The “overwhelming majority” of women and older girls who passed through Libya as migrants reported being gang-raped by traffickers or having witnessed others taken away to be sexually abused, the United Nations said Thursday in a report based on hundreds of interviews.
The Office of the High Commissioner for Human Rights said its report , authored along with the UN Support Mission in Libya, turned up “unimaginable horrors” among migrants who seek to reach Europe through the largely lawless country. The report covers January 2017 to August 2018, The Associated Press reports.
The UN said investigators pulled together 1,300 first-hand accounts detailing “a terrible litany of violations and abuses committed by a range of state officials, armed groups, smugglers and traffickers against migrants and refugees.” Those included unlawful killings, torture, arbitrary detention, gang rape, slavery, forced labour and extortion.
The report comes as European Union leaders have pursued efforts to beef up the bloc’s external borders to stop large numbers of migrants from entering Europe. Thousands of migrants who have been caught trying to cross the Mediterranean from Libya have been returned to the North African country and put in detention centres, often with squalid conditions.
The accounts emerged during regular visits to 11 detention centres in Libya, and in interviews with migrants in Italy — a EU country that some migrants reached — and Nigeria, where others were repatriated.
“The overwhelming majority of women and older teenage girls interviewed by UNSMIL reported being gang raped by smugglers or traffickers or witnessing others being taken out of collective accommodations to be abused,” the report said. Spokeswoman Ravina Shamdasani confirmed that the abuse was sexual.
The report builds upon recent concerns expressed by UN officials and advocacy groups. The head of the UN refugee agency, Filippo Grandi, said in October that Libya — the main launch point today for migrants hoping to cross the Mediterranean Sea — has strengthened its coast guard in recent months, but not its other institutions.
Alluding to a similar joint study published two years ago, the report said Libyan authorities “have thus far appeared largely unable or unwilling to put an end to violations and abuses committed against migrants and refugees.”
It also offered recommendations.
“Libya’s approach to managing migration must be overhauled, with human rights protections placed at the centre of response plans” the report said.
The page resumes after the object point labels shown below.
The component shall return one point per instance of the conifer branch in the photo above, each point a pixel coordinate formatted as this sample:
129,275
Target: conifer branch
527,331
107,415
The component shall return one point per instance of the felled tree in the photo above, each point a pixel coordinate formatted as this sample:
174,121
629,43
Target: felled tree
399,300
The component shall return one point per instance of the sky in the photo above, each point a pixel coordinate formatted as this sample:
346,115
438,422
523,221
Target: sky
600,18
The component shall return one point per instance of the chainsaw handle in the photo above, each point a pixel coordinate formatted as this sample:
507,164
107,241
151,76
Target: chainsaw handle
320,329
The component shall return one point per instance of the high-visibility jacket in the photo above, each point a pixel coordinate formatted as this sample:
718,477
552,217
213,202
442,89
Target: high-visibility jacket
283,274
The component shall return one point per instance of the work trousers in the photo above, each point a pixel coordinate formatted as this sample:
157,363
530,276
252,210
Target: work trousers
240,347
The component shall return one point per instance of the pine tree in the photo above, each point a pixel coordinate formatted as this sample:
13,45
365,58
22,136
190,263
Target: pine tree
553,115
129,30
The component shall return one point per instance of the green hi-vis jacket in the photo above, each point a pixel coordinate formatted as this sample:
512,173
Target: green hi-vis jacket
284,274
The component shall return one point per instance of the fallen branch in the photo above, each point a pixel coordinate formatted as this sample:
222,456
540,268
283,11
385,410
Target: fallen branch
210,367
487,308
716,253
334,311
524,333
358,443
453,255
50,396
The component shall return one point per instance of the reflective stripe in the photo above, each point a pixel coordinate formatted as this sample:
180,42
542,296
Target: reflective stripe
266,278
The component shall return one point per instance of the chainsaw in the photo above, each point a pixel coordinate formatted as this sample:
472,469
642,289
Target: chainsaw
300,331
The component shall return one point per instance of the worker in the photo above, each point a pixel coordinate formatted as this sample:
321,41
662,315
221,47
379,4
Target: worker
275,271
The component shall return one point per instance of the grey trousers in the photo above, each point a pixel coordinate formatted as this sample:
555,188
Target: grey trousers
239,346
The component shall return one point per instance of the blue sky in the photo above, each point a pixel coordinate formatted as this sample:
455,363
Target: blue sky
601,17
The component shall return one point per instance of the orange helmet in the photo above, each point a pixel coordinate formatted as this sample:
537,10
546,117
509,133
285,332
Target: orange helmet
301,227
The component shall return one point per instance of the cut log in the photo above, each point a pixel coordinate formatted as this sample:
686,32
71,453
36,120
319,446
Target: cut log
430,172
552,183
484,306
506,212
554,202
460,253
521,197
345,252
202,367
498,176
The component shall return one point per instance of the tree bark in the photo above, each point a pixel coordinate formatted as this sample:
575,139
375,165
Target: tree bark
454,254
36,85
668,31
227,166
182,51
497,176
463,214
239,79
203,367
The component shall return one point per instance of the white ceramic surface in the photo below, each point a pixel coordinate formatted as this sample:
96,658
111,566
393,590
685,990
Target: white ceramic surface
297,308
It called for the decriminalization of irregular entry into the country and the release of all migrants detained “arbitrarily.”
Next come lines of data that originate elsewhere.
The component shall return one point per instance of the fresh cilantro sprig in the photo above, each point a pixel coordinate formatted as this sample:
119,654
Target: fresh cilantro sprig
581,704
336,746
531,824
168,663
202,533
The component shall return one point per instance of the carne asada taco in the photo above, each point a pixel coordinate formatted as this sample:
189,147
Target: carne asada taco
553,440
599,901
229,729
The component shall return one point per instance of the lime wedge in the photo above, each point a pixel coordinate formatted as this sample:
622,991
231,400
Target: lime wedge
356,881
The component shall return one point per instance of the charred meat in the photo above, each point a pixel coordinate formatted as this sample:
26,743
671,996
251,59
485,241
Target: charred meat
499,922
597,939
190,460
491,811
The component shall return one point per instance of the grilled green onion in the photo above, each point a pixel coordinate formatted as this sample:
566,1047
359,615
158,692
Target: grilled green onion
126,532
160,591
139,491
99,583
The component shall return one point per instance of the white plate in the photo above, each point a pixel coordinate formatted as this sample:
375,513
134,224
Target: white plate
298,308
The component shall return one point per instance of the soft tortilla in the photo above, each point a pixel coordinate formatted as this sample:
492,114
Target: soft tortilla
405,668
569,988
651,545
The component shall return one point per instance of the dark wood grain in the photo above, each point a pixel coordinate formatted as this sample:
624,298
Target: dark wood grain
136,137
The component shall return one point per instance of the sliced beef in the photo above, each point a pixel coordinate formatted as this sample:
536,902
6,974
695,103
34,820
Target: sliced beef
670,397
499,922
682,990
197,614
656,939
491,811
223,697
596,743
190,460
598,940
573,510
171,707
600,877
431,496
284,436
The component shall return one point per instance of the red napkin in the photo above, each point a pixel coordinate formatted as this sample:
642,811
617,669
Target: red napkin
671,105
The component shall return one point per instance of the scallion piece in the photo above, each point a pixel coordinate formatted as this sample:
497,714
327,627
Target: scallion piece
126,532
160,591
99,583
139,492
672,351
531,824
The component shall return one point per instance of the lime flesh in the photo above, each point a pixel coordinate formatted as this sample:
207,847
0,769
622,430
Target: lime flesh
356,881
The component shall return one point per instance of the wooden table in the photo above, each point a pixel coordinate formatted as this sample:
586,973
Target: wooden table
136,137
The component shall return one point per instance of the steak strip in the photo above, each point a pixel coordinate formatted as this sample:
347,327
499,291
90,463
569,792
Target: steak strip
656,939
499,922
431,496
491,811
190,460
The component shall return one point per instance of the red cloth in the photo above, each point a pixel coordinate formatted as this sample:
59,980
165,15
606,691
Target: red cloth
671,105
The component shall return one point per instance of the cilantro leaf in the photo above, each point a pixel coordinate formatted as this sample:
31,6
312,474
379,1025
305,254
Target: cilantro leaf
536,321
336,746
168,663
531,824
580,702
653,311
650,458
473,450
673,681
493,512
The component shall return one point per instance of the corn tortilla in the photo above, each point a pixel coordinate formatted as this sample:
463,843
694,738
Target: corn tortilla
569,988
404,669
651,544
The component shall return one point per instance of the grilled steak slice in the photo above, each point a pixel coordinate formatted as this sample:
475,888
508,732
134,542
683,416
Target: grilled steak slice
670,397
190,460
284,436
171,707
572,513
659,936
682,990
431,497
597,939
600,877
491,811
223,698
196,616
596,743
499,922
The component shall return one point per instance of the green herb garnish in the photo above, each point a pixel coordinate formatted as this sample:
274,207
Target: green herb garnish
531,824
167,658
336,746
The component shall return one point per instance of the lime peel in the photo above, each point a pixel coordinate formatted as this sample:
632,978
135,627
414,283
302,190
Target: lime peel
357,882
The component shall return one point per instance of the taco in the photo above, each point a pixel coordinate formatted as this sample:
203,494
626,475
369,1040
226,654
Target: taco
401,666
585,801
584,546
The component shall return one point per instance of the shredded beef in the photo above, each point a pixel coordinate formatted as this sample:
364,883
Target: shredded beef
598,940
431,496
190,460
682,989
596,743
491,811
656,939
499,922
Until then, it said, women should be separated from male detainees, “guarded only by adequately trained female officers.”
As for the EU, the report said the bloc should set up “independent monitoring mechanisms” to ensure human rights protections along with its “donor agreements” with Libyan authorities and others. The EU should also “refrain from encouraging a shifting responsibility for search and rescue operations in international waters” to the Libyan coast guard, it said.
Countries of origin should improve regional co-operation and better inform migrants of the risks they run, the report said.